Tearful farewell for Du Toit
Natalie du Toit 9Wessel Oosthuizen)
London - South Africa's Natalie du Toit broke down in tears Friday after swimming the final race of her stellar career, bowing out at the London 2012 Paralympics with a silver to add to her impressive medal haul.
Du Toit was beaten into second place in the women's 100m S9 freestyle in her last race before retiring, and could not stop the tears from flowing afterwards.
The 28-year-old bade farewell with 13 Paralympic gold medals to her name, including three won at the Aquatics Centre in east London.
Fourth at the turn, Du Toit swam the two lengths in 1:03.45 and was beaten by Australia's Ellie Cole, who clocked 1:02.77.

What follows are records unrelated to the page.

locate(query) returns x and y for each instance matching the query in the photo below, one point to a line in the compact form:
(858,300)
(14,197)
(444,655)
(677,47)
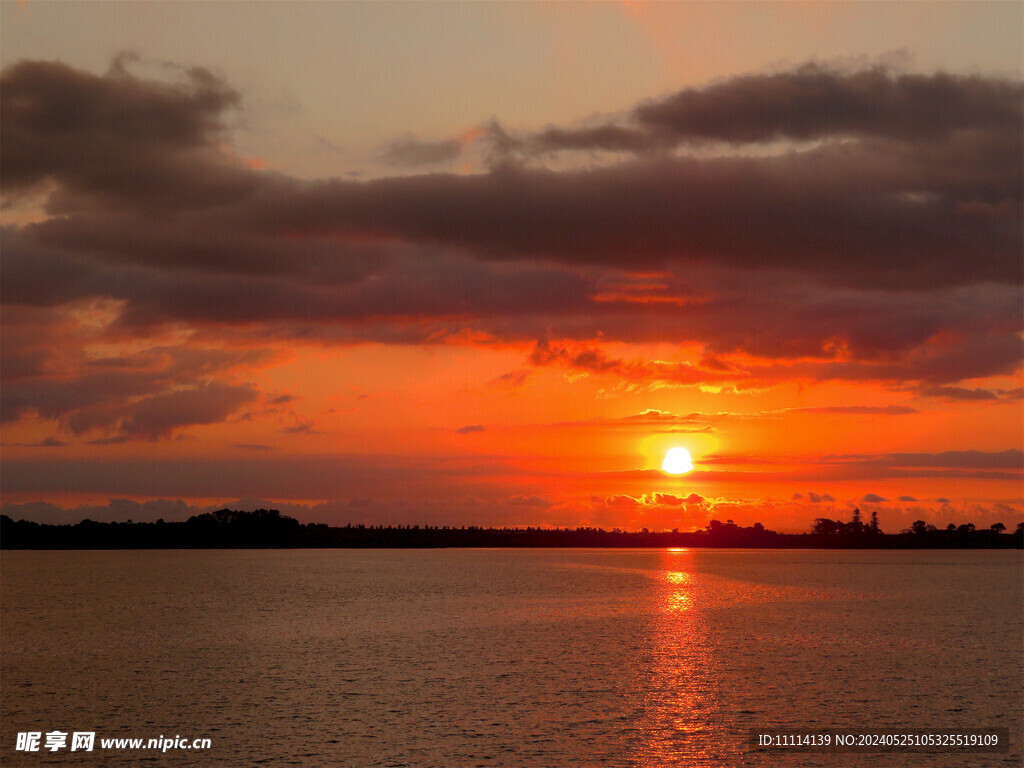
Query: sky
(486,263)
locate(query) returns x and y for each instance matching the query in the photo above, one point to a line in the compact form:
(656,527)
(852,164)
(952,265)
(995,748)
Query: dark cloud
(117,139)
(813,101)
(960,393)
(160,415)
(45,442)
(899,226)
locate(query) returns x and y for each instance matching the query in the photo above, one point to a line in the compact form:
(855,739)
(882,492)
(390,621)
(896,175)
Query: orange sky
(806,274)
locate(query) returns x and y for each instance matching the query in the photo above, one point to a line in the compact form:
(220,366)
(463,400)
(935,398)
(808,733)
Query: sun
(677,461)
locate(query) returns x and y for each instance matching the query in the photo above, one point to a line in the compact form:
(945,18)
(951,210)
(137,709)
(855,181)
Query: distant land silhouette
(269,529)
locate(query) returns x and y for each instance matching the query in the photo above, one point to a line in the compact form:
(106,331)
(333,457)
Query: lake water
(507,657)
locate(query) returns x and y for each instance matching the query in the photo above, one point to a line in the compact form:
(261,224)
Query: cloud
(158,416)
(886,249)
(854,410)
(960,393)
(409,152)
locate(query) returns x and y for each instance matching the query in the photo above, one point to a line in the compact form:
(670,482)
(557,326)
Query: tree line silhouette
(265,528)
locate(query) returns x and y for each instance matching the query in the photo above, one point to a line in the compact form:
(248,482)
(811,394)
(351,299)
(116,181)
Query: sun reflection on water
(681,724)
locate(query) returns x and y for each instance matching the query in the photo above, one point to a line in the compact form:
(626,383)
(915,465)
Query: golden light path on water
(681,726)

Sarai Gascon of Spain took the bronze in a time of 1:03.62.
"It's all over," Du Toit said on leaving the pool.
"I walk away with absolutely no regrets.
"I look back and I think I gave everything. No matter what emotions you go through I gave everything in the pool, everything as a person and I'm satisfied.

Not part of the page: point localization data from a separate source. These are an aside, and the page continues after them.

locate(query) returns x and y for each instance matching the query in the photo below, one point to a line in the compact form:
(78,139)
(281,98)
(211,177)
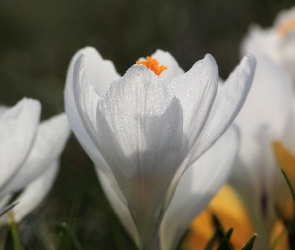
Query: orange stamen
(153,65)
(285,28)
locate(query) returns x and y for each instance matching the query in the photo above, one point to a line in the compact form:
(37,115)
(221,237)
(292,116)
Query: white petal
(139,133)
(18,126)
(72,112)
(268,105)
(284,16)
(34,193)
(235,91)
(197,186)
(120,209)
(196,90)
(262,120)
(49,143)
(260,41)
(173,70)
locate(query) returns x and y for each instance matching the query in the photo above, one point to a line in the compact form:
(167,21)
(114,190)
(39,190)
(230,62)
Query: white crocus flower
(276,42)
(266,117)
(143,131)
(29,154)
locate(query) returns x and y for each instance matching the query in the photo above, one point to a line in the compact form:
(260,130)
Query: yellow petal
(202,230)
(279,237)
(228,209)
(285,159)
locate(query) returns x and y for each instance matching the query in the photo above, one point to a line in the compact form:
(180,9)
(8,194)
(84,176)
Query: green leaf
(289,184)
(12,240)
(249,245)
(224,244)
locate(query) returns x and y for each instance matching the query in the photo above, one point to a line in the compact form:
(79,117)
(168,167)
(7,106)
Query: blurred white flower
(29,154)
(144,130)
(266,120)
(276,42)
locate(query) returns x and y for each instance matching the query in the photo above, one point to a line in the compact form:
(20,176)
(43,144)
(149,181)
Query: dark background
(37,41)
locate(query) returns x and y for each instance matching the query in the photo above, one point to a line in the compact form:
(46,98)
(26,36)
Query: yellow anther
(153,65)
(285,28)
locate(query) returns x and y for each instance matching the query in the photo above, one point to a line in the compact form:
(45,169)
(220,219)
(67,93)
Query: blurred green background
(37,41)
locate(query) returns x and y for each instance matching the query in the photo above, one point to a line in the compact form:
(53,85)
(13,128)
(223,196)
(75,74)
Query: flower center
(153,65)
(286,27)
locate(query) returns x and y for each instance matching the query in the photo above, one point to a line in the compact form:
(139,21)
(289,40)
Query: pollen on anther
(153,65)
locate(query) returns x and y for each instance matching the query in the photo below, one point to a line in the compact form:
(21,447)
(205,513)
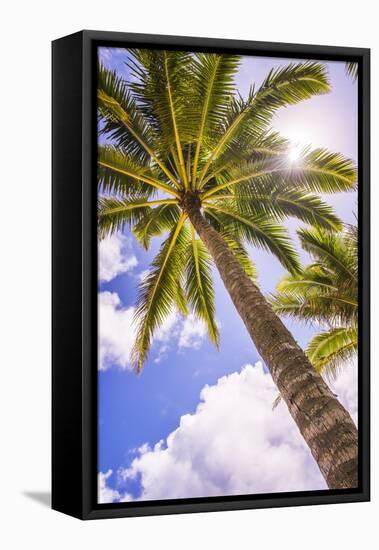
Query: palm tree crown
(326,291)
(182,137)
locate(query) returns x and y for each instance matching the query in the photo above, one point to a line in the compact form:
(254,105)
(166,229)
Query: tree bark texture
(325,425)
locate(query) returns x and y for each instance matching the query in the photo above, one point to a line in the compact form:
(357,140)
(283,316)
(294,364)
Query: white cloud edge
(199,459)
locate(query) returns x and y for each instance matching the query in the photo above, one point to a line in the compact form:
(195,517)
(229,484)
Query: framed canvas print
(210,275)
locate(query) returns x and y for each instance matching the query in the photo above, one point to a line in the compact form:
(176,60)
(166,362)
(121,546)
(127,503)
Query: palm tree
(326,292)
(193,159)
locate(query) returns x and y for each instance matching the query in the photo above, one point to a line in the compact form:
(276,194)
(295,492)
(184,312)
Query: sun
(295,152)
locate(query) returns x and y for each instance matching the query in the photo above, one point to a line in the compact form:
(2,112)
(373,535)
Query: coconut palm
(193,160)
(352,69)
(326,292)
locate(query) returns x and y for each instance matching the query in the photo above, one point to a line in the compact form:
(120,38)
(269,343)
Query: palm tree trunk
(323,422)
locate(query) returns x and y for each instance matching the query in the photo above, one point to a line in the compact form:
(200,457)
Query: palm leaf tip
(158,292)
(199,285)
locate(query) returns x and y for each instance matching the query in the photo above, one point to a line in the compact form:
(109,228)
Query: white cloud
(143,274)
(115,257)
(106,494)
(193,333)
(116,331)
(233,444)
(345,386)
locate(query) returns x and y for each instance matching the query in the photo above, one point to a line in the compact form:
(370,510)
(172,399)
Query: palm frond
(156,221)
(331,250)
(352,69)
(214,80)
(119,173)
(124,122)
(247,119)
(199,285)
(158,292)
(332,349)
(257,230)
(242,256)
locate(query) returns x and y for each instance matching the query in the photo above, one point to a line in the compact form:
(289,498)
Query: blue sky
(136,412)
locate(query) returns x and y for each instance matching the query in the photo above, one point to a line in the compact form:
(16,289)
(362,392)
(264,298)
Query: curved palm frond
(158,292)
(199,285)
(156,221)
(215,84)
(257,230)
(325,292)
(119,173)
(331,350)
(115,214)
(178,130)
(248,118)
(352,69)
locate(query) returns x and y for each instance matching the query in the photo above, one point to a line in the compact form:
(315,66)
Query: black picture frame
(74,273)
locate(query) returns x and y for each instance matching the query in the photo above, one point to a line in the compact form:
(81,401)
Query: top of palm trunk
(182,138)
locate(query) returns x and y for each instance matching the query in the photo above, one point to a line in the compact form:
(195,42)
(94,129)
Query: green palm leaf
(199,285)
(331,350)
(257,230)
(156,221)
(158,292)
(247,119)
(115,214)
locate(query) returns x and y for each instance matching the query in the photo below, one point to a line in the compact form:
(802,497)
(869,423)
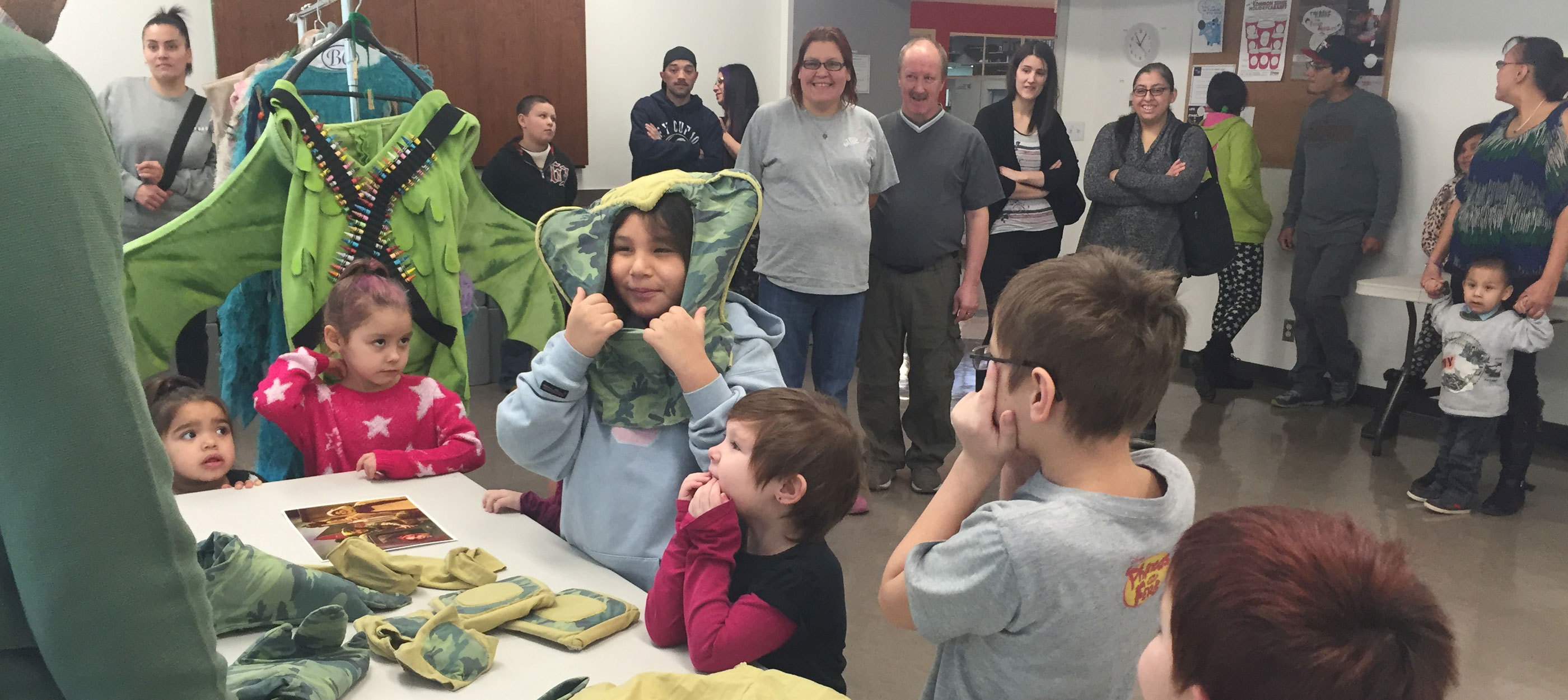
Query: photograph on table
(388,523)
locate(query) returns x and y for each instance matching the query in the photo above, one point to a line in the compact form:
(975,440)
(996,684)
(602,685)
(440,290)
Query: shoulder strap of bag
(171,165)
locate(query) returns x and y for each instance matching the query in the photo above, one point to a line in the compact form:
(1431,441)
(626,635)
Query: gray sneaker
(882,476)
(924,479)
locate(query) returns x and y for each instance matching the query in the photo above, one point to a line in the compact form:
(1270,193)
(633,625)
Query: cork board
(1280,104)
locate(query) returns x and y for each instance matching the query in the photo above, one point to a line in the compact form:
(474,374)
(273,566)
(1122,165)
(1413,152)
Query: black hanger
(361,35)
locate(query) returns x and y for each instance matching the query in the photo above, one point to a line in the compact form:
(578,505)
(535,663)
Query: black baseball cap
(1340,52)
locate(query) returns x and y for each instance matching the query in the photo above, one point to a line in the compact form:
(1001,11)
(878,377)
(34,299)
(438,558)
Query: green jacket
(99,589)
(1236,153)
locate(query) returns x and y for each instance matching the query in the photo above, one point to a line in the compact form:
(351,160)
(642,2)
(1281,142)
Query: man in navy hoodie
(671,129)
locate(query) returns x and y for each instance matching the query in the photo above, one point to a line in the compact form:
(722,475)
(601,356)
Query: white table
(1407,290)
(524,668)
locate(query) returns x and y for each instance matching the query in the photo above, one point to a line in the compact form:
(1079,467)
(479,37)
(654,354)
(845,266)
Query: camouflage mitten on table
(305,663)
(372,567)
(248,587)
(449,646)
(577,619)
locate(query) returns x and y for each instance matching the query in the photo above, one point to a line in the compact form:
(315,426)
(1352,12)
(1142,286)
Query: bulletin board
(1280,104)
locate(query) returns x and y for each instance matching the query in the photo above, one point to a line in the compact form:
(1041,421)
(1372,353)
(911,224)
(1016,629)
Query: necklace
(1515,132)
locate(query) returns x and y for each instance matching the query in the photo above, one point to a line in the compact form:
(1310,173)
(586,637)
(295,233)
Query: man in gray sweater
(1345,189)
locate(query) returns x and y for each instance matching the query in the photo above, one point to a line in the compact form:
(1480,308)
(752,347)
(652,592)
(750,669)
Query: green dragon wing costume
(631,386)
(310,198)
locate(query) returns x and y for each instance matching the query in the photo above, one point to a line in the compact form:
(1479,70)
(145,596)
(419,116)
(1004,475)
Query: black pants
(1007,255)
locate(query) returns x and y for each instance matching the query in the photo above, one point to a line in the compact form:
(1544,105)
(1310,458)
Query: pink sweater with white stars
(416,429)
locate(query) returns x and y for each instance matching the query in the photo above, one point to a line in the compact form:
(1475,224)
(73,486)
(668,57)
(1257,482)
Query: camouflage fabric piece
(432,646)
(629,384)
(305,663)
(739,683)
(248,587)
(487,606)
(357,559)
(577,619)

"I went a bit slower tonight than I did this morning (in the heats). Ellie's obviously a great competitor and to go out there and get a silver I think is a little bit disappointing but it's still a medal."
Overcome with emotion, Du Toit took a parting swipe at her detractors.

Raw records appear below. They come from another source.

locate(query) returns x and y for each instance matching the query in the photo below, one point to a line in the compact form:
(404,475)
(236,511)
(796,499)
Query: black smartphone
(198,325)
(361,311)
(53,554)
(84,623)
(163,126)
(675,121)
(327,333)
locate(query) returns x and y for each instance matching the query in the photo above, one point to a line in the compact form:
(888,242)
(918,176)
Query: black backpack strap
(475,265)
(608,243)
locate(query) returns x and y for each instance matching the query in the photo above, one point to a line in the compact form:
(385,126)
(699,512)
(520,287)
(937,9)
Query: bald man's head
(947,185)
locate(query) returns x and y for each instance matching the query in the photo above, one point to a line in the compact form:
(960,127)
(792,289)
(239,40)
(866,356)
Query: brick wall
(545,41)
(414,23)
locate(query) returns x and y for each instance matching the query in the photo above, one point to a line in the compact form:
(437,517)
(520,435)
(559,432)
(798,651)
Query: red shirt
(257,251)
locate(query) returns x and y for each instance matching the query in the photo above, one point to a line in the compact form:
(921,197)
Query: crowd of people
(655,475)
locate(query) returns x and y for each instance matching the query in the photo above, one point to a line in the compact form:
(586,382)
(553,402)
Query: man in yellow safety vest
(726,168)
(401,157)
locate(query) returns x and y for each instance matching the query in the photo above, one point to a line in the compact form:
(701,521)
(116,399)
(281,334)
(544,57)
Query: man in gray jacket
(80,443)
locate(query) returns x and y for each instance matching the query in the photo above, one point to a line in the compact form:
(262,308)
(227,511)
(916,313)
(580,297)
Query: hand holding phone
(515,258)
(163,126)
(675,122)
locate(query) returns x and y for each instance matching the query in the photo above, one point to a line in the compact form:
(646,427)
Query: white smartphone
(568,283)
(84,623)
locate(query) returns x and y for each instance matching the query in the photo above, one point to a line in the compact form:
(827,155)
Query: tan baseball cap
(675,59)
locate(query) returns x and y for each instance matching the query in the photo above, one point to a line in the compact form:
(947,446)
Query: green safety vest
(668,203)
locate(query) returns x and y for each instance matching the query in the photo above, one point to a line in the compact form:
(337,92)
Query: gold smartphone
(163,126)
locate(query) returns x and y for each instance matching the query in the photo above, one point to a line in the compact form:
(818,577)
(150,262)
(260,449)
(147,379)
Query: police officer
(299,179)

"To think that three or four months ago I was not coming," she said.
"It's been a tough couple of months and to get into a pool and just swim, and to qualify and to be told that you're not good enough was really, really tough," she said through her tears.
"To those that were against me, hopefully they will get their day one day."
The Cape Town swimmer's story of courage in the face of a major setback has inspired millions.
Du Toit represented South Africa in the 1998 Commonwealth Games in Kuala Lumpur as an able-bodied swimmer.
Three years later her scooter was hit by a car as she was returning to school after swimming practice. The teen's left leg was amputated below the knee.
In 2004 she swam for South Africa at the Paralympics in Athens and won five gold medals and a silver, winning a further five golds at Beijing 2008.
She became the first-ever amputee to qualify for an Olympic event when she swam in the 10km open water race in Beijing.
Her achievements have earned praise and admiration from around the world, including from South African icon Nelson Mandela.
Du Toit said she had "absolutely no idea" where life would take her next.
"I went out there in swimming and took a chance and managed to achieve my best results and it's time to move on and change and show that if you believe in yourself you can go out there and do it.
"I'm going to be jobless for the next three months but hopefully in January I'll start studying or working."